Assim que, no dia 27 de novembro, os procuradores Carolina González e Ramón Liscano apresentaram ante o Tribunal 11 de Proteção de Crianças e Adolescentes um documento no qual solicitaram uma sanção financeira contra o jornal. A multa, se executada, equivaleria a 1% ou 2% das vendas brutas do jornal durante o ano de 2012. Além disso, pedem que o El Universal fique proibido de "publicar imagens, informações e publicidade de qualquer tipo, com conteúdo de sangue, armas, mensagens de terror, agressão física, imagens que utilizem conteúdos de guerra e mensagens sobre morte e óbitos que possam alterar o bem estar psicológico das crianças".
Embora na estrutura institucional do Estado venezuelado o Ministério Público geral desse país figure como parte de outros poderes, está de fato subordinado ao executivo. Sua titular, Luisa Ortega Díaz, já propôs em agosto de 2010 à Assembléia Nacional uma pretensa Lei de Delitos Midiáticos para coagir o jornalismo independente. A iniciativa naufragou logo ante dos protestos de organizações profissionais e de defesa da liberdade de expressão, tanto locais como internacionais. Mas isso não impediu que, depois, funcionários do Ministério Público obtivessem de diversos tribunais medidas de silenciamento dos veículos opositores. Um exemplo claro se deu em 2011, quando um juiz impediu temporariamente os jornais da capital El Nacional e TalCual de publicarem fotos da seção de acontecimentos, denominação local para a editoria que cobre crimes e temas judiciais -- depois que mostraram em suas respectivas primeiras páginas imagens do excesso de corpos no principal instituto médico legal de Caracas.
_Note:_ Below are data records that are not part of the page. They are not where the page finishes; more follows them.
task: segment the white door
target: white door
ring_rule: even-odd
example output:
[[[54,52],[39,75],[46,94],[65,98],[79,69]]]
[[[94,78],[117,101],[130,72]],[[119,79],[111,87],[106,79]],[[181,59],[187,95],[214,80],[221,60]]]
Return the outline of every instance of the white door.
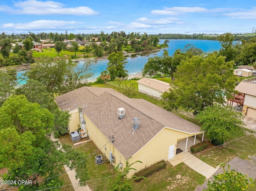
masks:
[[[173,145],[169,147],[169,154],[168,154],[168,159],[173,158],[174,156],[174,148],[175,145]]]

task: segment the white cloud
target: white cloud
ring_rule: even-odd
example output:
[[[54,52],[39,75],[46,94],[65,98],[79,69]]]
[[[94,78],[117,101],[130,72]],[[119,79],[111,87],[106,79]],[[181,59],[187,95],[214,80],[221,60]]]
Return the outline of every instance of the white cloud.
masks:
[[[208,10],[200,7],[165,7],[162,10],[153,10],[151,13],[158,15],[178,15],[182,13],[205,12]]]
[[[256,7],[252,7],[249,10],[238,11],[223,14],[226,16],[230,16],[233,19],[246,19],[256,20]]]
[[[148,29],[152,27],[150,25],[143,24],[138,22],[132,22],[126,26],[130,29]]]
[[[64,4],[52,1],[18,1],[14,4],[16,8],[3,6],[4,7],[2,6],[1,11],[15,14],[94,15],[99,14],[88,7],[65,8]]]
[[[124,25],[125,24],[124,24],[123,23],[118,22],[114,22],[114,21],[110,21],[108,23],[109,24],[116,24],[118,25]]]
[[[3,28],[26,30],[67,30],[75,29],[82,23],[76,21],[63,21],[39,20],[24,23],[6,23],[3,24]]]
[[[178,18],[168,17],[165,19],[149,19],[146,17],[141,17],[136,20],[139,22],[142,22],[144,24],[150,25],[163,25],[175,24],[177,21],[180,20]]]

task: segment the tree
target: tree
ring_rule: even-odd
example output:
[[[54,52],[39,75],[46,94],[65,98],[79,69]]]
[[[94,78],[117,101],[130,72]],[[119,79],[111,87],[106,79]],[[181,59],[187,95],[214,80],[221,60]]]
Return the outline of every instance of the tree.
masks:
[[[24,45],[24,47],[26,51],[29,51],[34,47],[34,43],[32,42],[32,40],[29,38],[24,40],[22,41],[22,43]]]
[[[237,55],[233,47],[234,35],[230,33],[225,33],[224,35],[220,35],[218,39],[221,43],[222,48],[219,51],[220,55],[225,56],[227,62],[234,60]]]
[[[54,97],[47,92],[46,87],[40,82],[29,79],[26,84],[15,89],[15,94],[24,95],[28,101],[38,103],[42,108],[47,109],[54,115],[53,131],[55,137],[68,133],[67,127],[70,114],[68,112],[60,110]]]
[[[12,39],[10,38],[5,38],[0,41],[0,45],[2,46],[0,51],[4,57],[9,57],[12,48],[11,43]]]
[[[202,124],[202,131],[215,145],[223,144],[230,138],[243,135],[243,115],[226,107],[214,104],[208,106],[196,115]]]
[[[110,76],[108,73],[108,71],[104,70],[101,72],[100,73],[100,78],[105,81],[105,85],[107,85],[107,80],[109,80],[110,79]]]
[[[231,98],[236,81],[234,62],[225,59],[214,53],[182,60],[176,73],[178,79],[170,92],[163,95],[165,108],[182,107],[196,115],[214,102],[222,104],[225,98]]]
[[[15,69],[0,70],[0,106],[14,92],[17,83],[17,71]]]
[[[76,36],[73,33],[70,33],[68,35],[68,39],[69,40],[72,40],[73,39],[76,38]]]
[[[63,84],[65,87],[62,89],[62,93],[72,91],[81,85],[86,84],[87,79],[93,75],[93,73],[90,72],[90,71],[91,66],[95,62],[94,59],[87,59],[84,61],[82,67],[78,67],[77,63],[73,63],[70,59],[67,63],[68,67],[64,75]]]
[[[78,50],[78,44],[75,41],[73,41],[71,42],[71,44],[72,45],[72,48],[75,52],[75,57],[76,57],[76,51]]]
[[[0,115],[4,139],[0,142],[0,167],[8,169],[4,179],[37,181],[40,175],[58,173],[67,164],[64,154],[46,136],[54,125],[53,114],[46,109],[29,102],[24,95],[15,95],[0,107]],[[33,190],[38,184],[30,186]]]
[[[40,82],[51,94],[60,93],[67,72],[67,64],[64,59],[54,60],[52,57],[43,57],[25,73],[25,76]]]
[[[156,35],[155,36],[153,40],[153,45],[156,47],[156,45],[158,44],[159,41],[159,38]]]
[[[131,166],[134,164],[139,162],[142,163],[140,161],[136,161],[130,164],[129,161],[126,161],[126,165],[124,169],[122,172],[119,169],[119,164],[115,167],[115,170],[119,175],[114,181],[110,181],[108,184],[108,191],[131,191],[132,190],[133,187],[132,186],[131,183],[138,179],[143,178],[147,179],[145,177],[133,177],[131,179],[128,179],[127,177],[127,174],[131,170],[136,171],[136,169]]]
[[[124,56],[121,51],[117,53],[113,52],[108,57],[109,61],[108,63],[107,70],[110,75],[111,80],[114,80],[116,77],[126,78],[128,77],[128,71],[124,69],[125,64],[127,62],[125,61],[127,59]]]
[[[130,81],[123,81],[118,78],[116,78],[115,82],[117,86],[114,88],[117,91],[130,98],[135,96],[136,88],[135,83],[131,83]]]
[[[59,55],[59,53],[64,49],[66,46],[66,44],[63,42],[61,42],[58,41],[55,42],[55,50],[58,53],[58,55]]]
[[[17,43],[15,44],[15,46],[13,49],[13,53],[18,53],[20,50],[20,48],[19,45]]]
[[[77,68],[77,63],[71,58],[67,62],[64,59],[54,59],[43,57],[26,73],[26,77],[40,82],[52,95],[62,94],[75,89],[81,83],[86,83],[92,76],[89,72],[94,59],[87,59],[82,66]]]
[[[246,175],[244,175],[233,169],[230,170],[230,166],[228,166],[228,169],[225,170],[225,164],[221,165],[223,169],[223,173],[214,175],[214,179],[211,182],[208,181],[207,189],[203,191],[217,190],[226,190],[230,191],[242,191],[245,190],[248,187],[254,186],[252,182],[252,179],[249,178]],[[251,183],[249,183],[249,181]]]

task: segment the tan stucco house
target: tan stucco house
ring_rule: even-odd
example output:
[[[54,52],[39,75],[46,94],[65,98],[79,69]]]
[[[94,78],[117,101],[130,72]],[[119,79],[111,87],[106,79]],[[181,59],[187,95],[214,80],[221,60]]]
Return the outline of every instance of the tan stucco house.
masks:
[[[143,78],[137,82],[139,92],[157,98],[160,98],[170,87],[169,83],[152,78]]]
[[[147,101],[111,89],[83,87],[55,100],[72,115],[70,132],[82,128],[111,164],[122,164],[122,169],[127,160],[142,161],[133,165],[137,170],[166,161],[175,156],[179,141],[186,140],[186,151],[188,138],[194,136],[194,144],[196,136],[204,133],[198,125]]]
[[[244,68],[234,69],[234,74],[242,77],[250,77],[252,75],[252,71]]]
[[[256,77],[243,80],[235,89],[244,94],[242,113],[256,119]]]

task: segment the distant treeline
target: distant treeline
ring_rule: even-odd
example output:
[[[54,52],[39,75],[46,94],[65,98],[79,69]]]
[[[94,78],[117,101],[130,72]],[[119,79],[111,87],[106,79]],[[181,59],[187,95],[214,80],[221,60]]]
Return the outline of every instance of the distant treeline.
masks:
[[[218,40],[218,38],[220,35],[217,34],[172,34],[159,33],[157,34],[159,39],[195,39],[199,40]],[[256,34],[253,35],[244,35],[242,33],[233,34],[234,40],[241,41],[242,39],[248,40],[251,38],[256,37]]]

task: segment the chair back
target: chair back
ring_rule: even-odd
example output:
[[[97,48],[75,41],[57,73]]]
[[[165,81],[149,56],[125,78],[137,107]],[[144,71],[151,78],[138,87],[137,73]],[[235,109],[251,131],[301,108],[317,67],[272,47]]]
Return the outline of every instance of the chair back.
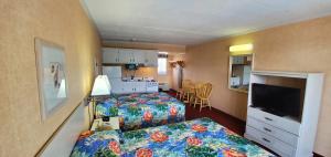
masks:
[[[191,80],[183,80],[183,82],[182,82],[182,88],[188,87],[188,86],[190,86],[191,84],[192,84],[192,81],[191,81]]]
[[[205,83],[197,90],[196,94],[202,98],[209,98],[212,94],[212,90],[213,85],[211,83]]]

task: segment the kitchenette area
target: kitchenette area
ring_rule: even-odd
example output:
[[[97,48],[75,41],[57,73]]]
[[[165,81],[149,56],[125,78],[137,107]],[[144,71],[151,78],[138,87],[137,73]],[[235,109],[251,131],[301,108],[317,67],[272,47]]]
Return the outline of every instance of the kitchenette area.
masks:
[[[157,50],[104,48],[103,59],[103,74],[108,76],[111,93],[153,93],[159,91],[159,83],[153,74],[158,67]],[[143,69],[151,72],[141,73]]]

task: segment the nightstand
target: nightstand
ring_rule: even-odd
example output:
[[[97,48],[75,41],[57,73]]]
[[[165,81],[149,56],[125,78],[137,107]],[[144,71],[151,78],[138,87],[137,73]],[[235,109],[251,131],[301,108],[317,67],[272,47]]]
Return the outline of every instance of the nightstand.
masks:
[[[109,117],[108,122],[103,122],[102,118],[97,118],[93,121],[93,125],[90,130],[111,130],[119,129],[119,121],[118,117]]]

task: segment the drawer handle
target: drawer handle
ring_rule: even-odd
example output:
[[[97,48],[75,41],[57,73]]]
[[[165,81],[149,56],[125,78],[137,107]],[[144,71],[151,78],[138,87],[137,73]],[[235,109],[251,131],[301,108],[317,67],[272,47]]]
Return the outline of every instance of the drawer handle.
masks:
[[[265,119],[267,119],[267,121],[273,121],[271,118],[269,118],[269,117],[265,117]]]
[[[271,129],[269,129],[269,128],[266,128],[266,127],[264,127],[264,130],[266,130],[266,132],[270,132],[270,133],[271,133]]]
[[[269,139],[267,139],[267,138],[263,138],[265,142],[267,142],[267,143],[270,143],[270,140]]]

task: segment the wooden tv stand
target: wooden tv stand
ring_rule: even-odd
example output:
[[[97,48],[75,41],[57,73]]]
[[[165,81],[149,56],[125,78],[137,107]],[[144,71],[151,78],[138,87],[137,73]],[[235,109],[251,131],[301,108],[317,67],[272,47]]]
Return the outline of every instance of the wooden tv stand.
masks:
[[[285,86],[291,83],[302,85],[301,88],[305,94],[302,96],[301,118],[280,117],[250,107],[253,83],[276,83],[276,85],[282,85],[284,83]],[[245,137],[284,157],[311,157],[318,127],[322,88],[322,73],[252,72]]]

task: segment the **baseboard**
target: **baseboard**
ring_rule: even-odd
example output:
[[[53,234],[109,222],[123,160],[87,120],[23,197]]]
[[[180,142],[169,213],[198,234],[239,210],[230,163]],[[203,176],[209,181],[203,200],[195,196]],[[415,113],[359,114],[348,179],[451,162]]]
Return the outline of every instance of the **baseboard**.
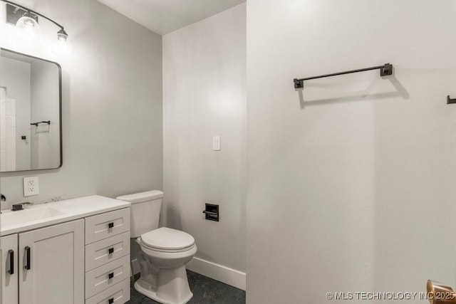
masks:
[[[193,258],[187,263],[186,267],[197,273],[245,290],[245,273],[200,258]]]

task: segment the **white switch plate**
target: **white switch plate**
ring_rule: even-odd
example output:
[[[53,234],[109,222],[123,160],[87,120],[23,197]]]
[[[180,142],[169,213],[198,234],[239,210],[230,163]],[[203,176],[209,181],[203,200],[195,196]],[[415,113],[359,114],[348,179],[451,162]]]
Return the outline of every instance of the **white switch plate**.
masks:
[[[24,178],[24,196],[39,194],[40,188],[38,183],[38,177],[28,177]]]
[[[219,136],[212,137],[212,151],[220,151],[222,150],[222,142]]]

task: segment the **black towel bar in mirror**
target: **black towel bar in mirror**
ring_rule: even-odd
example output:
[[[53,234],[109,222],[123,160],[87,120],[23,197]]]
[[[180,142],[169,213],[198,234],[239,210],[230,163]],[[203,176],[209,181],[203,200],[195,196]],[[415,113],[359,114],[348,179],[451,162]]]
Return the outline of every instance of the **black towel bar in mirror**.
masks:
[[[40,123],[46,123],[48,125],[51,125],[51,120],[48,120],[48,121],[42,121],[42,122],[32,122],[30,124],[30,125],[34,125],[35,127],[38,127],[38,125]]]

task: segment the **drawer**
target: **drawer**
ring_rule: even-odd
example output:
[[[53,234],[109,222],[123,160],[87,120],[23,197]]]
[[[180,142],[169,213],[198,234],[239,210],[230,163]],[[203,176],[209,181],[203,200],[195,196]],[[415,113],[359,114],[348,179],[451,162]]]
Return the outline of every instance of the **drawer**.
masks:
[[[86,273],[86,298],[129,278],[130,254]]]
[[[124,304],[130,300],[130,278],[123,280],[86,300],[86,304]]]
[[[130,231],[130,208],[86,218],[86,243]]]
[[[86,271],[117,260],[126,254],[130,254],[130,231],[86,245]]]

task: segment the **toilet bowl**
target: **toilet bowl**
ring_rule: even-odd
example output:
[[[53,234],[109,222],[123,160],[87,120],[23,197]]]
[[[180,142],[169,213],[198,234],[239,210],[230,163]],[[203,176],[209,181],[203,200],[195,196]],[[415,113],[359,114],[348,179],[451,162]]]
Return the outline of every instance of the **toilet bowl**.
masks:
[[[197,248],[189,234],[158,228],[162,198],[157,190],[117,197],[132,204],[131,236],[141,248],[137,258],[140,277],[135,289],[162,304],[185,304],[193,296],[185,264]]]

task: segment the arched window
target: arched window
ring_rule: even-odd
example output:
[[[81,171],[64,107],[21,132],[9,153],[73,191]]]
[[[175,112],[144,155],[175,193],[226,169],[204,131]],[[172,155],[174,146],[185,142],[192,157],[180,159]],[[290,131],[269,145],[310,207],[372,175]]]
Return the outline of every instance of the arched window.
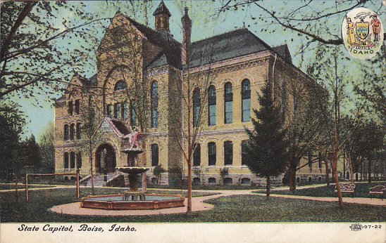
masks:
[[[156,143],[151,145],[151,166],[158,165],[158,145]]]
[[[216,165],[216,143],[208,143],[208,165]]]
[[[76,138],[77,139],[82,138],[82,129],[80,127],[80,123],[76,124]]]
[[[135,100],[130,100],[130,125],[137,125],[137,103]]]
[[[232,123],[232,103],[233,101],[233,93],[232,84],[228,82],[224,86],[224,123]]]
[[[193,152],[193,166],[199,166],[201,164],[201,145],[199,143],[196,144],[196,148]]]
[[[246,140],[242,141],[242,165],[247,165],[248,155],[248,151],[247,150],[247,142],[248,141]]]
[[[76,168],[82,168],[82,152],[78,152],[76,155]]]
[[[68,125],[64,125],[63,130],[63,139],[65,141],[66,141],[68,140]]]
[[[199,117],[201,109],[200,90],[197,88],[193,92],[193,126],[199,125]]]
[[[75,168],[75,152],[70,152],[70,169]]]
[[[64,169],[68,169],[68,153],[67,152],[63,156],[63,166]]]
[[[126,88],[126,83],[123,81],[118,81],[114,86],[114,91],[120,91],[125,88]]]
[[[224,165],[232,165],[233,163],[233,143],[232,141],[224,142]]]
[[[156,81],[151,83],[151,127],[158,126],[158,86]]]
[[[251,120],[251,82],[244,79],[242,82],[242,121]]]
[[[74,140],[75,134],[75,124],[73,123],[70,125],[70,140]]]
[[[216,88],[211,85],[208,88],[208,125],[216,125]]]

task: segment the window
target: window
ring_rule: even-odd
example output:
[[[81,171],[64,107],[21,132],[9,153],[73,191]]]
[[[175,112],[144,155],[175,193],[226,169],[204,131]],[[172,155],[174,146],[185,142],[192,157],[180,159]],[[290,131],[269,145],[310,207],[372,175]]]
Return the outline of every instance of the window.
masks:
[[[79,100],[75,100],[75,113],[77,114],[80,114],[80,104]]]
[[[201,164],[201,145],[196,144],[196,148],[193,152],[193,166],[199,166]]]
[[[208,165],[216,165],[216,143],[208,143]]]
[[[82,168],[82,153],[80,152],[76,155],[76,168]]]
[[[226,83],[224,86],[224,123],[232,123],[232,103],[233,101],[233,93],[232,93],[232,84]]]
[[[114,86],[114,91],[121,91],[126,88],[126,83],[123,81],[118,81]]]
[[[120,103],[114,104],[114,118],[120,119],[121,113]]]
[[[111,105],[107,105],[106,106],[106,112],[107,112],[107,116],[108,117],[111,117],[111,113],[112,113],[112,106]]]
[[[68,153],[67,152],[63,156],[63,165],[64,169],[68,169]]]
[[[242,82],[242,121],[251,121],[251,83],[248,79]]]
[[[125,120],[129,117],[129,107],[127,102],[122,104],[122,118]]]
[[[80,124],[77,123],[76,124],[76,138],[77,139],[82,138],[81,134],[82,134],[82,129],[80,128]]]
[[[73,113],[73,102],[69,101],[68,102],[68,114],[72,116]]]
[[[247,159],[248,155],[247,140],[244,140],[242,141],[242,165],[247,165]]]
[[[74,152],[70,152],[70,169],[75,168],[75,153]]]
[[[193,126],[194,127],[197,127],[199,125],[200,109],[200,90],[197,88],[193,91]]]
[[[158,126],[158,86],[157,82],[151,83],[151,127]]]
[[[70,125],[70,140],[74,140],[75,139],[75,124],[73,123]]]
[[[64,129],[63,129],[63,139],[65,141],[68,140],[68,125],[66,124],[64,125]]]
[[[233,143],[232,141],[224,142],[224,164],[232,165],[233,163]]]
[[[211,85],[208,88],[208,125],[216,125],[216,88]]]
[[[135,100],[130,101],[130,125],[137,125],[137,103]]]
[[[158,165],[158,145],[156,143],[151,145],[151,166]]]

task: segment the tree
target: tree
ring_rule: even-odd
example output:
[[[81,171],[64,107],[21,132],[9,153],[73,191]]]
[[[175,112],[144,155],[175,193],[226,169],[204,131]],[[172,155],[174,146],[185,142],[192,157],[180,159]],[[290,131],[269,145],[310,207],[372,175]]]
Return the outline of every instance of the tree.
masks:
[[[25,124],[24,114],[13,102],[0,103],[0,177],[10,180],[18,174],[21,135]]]
[[[109,18],[87,14],[85,7],[64,1],[1,4],[0,98],[52,97],[71,74],[92,65],[89,54],[98,41],[94,27]],[[73,18],[63,18],[68,14]],[[70,41],[78,45],[61,46]]]
[[[267,179],[266,197],[269,199],[270,177],[284,172],[288,161],[286,129],[280,107],[274,103],[270,84],[267,82],[259,96],[260,110],[254,110],[254,130],[246,131],[247,165],[258,176]]]
[[[54,150],[54,123],[50,122],[42,131],[39,140],[42,155],[42,168],[46,173],[55,171],[55,154]]]

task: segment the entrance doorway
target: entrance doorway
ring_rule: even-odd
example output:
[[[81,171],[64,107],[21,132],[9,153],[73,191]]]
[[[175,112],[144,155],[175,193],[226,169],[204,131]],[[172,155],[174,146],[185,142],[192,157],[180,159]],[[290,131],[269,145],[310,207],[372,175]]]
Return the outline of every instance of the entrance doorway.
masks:
[[[113,146],[104,143],[96,149],[95,155],[95,169],[99,173],[116,171],[116,152]]]

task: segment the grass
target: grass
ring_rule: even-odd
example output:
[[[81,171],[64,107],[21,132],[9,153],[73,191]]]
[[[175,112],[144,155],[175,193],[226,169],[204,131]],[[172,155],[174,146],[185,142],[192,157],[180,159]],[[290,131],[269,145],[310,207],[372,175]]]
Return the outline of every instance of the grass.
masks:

A medida parece formar parte de uma investida geral contra os meios de comunicação, cada vez mais encurralados pelo governo de Maduro. Plataformas informativas como o canal de TV Globovisión -- que tem novos proprietários desde meados do ano -- e Notícias24, o maior provedor online de notícias, mudaram recentemente suas linhas editoriais para destacar as notícias favoráveis às autoridades governamentais.
Há poucos dias, o presidente da Comissão de Meios da Assembléia Nacional, Júlio Chávez, deputado do governista Partido Socialista Unido da Venezuela (PSUV), informou que a bancada chavista se propõe a discutir e aprovar a partir de janeiro uma nova Lei de Comunicação e Jornalismo. O texto unificaria os controles e sansões previstos em diversas normas já vigentes -- como as leis de Responsabilidade Social de Rádio e TV ou a de Comunicação Popular -- para regular o fluxo informativo.
El Universal, fundado em 1909, é um dos jornais mais antigos da Venezuela. É tido como um veículo de oposição e com certa frequencia os presidentes Chávez e Maduro criticaram em público seu diretor, Andrés Mata, que mora nos EUA. O veículo acaba de lançar um canal de televisão por internet, eutv.com, cuja programação já abrigou muitos dos jornalistas excluídos de Globovisión, o canal que servia como ponta de lança da oposição antes de mudar de proprietários.